Slow performance with Group By

From: Erik Norvelle <signups(at)norvelle(dot)org>
To: pgsql-performance(at)postgresql(dot)org
Subject: Slow performance with Group By
Date: 2004-11-09 00:09:58
Message-ID: B14B76F4-31E3-11D9-8120-000A9583BF06@norvelle.org
Views: Raw Message | Whole Thread | Download mbox | Resend email
Thread:
Lists: pgsql-performance

Greetings all,

This question has probably been asked many times, but I was unable to
use the list archives to search, since the term "Group" matches
thousands of of messages with the names of user groups in them... so
sorry if I'm repeating!

Here's the problem: I have a table of 10,000,000 records called
"indethom", each record representing a word in the works of a
particular author.
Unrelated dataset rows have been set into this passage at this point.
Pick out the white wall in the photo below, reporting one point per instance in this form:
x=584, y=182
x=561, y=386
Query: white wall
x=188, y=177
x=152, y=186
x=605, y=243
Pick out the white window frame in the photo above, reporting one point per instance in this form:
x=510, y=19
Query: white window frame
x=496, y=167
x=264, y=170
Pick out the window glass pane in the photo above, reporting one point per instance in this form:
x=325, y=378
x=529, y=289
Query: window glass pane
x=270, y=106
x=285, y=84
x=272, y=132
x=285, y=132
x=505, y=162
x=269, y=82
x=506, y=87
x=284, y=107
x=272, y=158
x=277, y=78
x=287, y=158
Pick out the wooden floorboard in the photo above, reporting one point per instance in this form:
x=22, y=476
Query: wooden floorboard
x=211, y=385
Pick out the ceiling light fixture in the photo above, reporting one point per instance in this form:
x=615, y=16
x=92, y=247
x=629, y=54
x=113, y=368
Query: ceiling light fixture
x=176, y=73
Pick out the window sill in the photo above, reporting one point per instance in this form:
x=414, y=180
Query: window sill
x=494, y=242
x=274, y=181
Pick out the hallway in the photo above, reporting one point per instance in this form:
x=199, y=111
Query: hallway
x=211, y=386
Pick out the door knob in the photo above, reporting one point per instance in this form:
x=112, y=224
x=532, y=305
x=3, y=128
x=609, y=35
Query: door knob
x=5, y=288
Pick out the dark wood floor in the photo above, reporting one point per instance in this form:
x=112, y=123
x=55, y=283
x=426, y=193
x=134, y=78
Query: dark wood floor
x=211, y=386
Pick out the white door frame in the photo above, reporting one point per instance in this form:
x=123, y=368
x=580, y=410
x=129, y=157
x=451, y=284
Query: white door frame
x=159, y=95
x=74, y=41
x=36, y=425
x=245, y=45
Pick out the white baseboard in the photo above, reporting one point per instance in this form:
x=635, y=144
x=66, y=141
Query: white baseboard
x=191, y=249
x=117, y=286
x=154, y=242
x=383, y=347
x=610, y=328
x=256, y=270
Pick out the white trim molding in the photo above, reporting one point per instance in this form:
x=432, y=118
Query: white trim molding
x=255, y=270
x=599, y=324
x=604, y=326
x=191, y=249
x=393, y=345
Each record contains, among other columns, an
CHAR(5) column representing the "lemma" code (i.e. which word it is)
called "codelemm", and an integer representing a textual unit, i.e.
chapter or other division of a work (these are numbered consecutively
from 0 to around 50,000), called "sectref". What I want to do is find
out how many times every word occurs in each textual unit (or no row
returned for textual units where a particular word doesn't appear). I
used a group-by clause to group by "sectref", and then used the
COUNT(codelemm) function to sum up the occurrences. The codelemm
column had to be grouped on, in order to satisfy Postgres's
requirements. Here's the query as I have it:

> create table matrix2.tuo as select codelemm, sectref, count(codelemm)
from indethom group by codelemm, sectref;

And the explain results are as follows:

>it=> explain select codelemm, sectref, count(codelemm) from indethom
group by codelemm, sectref;
> QUERY PLAN
>-----------------------------------------------------------------------
---------
> GroupAggregate (cost=2339900.60..2444149.44 rows=1790528 width=13)
> -> Sort (cost=2339900.60..2364843.73 rows=9977252 width=13)
> Sort Key: codelemm, sectref
> -> Seq Scan on indethom (cost=0.00..455264.52 rows=9977252
width=13)

I have an index defined as follows:

> create index indethom_clemm_sect_ndx on indethom using
btree(codelemm, sectref);

I also performed an ANALYZE after creating the index.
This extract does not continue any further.